Energy Management System for Microgrids

The research on microgrid control has been focused on power flow and optimization of energy harvest from renewable energy sources. Little research has also considered scalability of control design, so as to achieve flexibility. However, as renewable energy resources are distributed, the interconnection of a number of microgrids and their control mechanism and approaches have to be addressed. Hierarchical distributed control for distributed energy resources will be addressed within microgrids by making the microgrids intelligent and expandable. Furthermore, for safety-critical automatic reconfiguration of control layers for counteracting faults and cyber-attacks by will be studied.

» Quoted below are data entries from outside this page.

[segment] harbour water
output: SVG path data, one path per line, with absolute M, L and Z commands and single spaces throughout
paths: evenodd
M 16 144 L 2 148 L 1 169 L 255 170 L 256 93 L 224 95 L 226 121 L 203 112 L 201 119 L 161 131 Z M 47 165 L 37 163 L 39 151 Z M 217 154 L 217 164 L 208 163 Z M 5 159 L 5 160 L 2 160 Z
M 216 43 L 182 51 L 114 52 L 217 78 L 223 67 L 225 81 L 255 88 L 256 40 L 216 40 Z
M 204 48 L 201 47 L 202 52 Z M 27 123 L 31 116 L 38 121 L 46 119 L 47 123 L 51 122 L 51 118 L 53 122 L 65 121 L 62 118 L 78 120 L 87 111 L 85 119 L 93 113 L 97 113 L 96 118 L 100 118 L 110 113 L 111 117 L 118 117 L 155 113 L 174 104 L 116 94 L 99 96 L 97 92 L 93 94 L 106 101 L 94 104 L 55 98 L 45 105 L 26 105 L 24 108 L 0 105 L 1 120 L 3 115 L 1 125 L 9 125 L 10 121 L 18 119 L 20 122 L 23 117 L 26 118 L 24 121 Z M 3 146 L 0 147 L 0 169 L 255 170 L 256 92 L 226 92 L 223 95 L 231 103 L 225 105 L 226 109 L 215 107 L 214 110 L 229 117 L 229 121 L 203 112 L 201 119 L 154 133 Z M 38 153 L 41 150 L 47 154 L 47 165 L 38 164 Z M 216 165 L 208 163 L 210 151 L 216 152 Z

Another contribution is the development of new philosophies of grid architectures, and control-based grid architecture reliability. The potential of deploying microgrids for the provision of ancillary services has not been sufficiently explored and will be addressed in this project. Power system control and power balancing opportunities for large power systems will be investigated, through developing advanced control strategies for power balancing. The optimal ICT architecture for energy management of the microgrids to support electricity trading and interconnected power system control will be developed.

The PhD candidate will analyse advanced control strategies for DC microgrid power balancing, including household level and study the role of the control architecture. In order to act at the interfaces to connected networks, demand response and control of storage and sources inside the DC microgrid/nanogrid will be considered. The PhD candidate will study how a secure and scalable decentralised control can be used in a DC neighbourhood to provide ancillary services to the network to which it is connected.

The control and balancing algorithms will be based on the physics of dc distribution grids to assure system stability and execute congestion management. The algorithms will be tested by means of simulations. These algorithms will also be tested at a small-scale dc distribution grid located at the laboratory of TUDelft.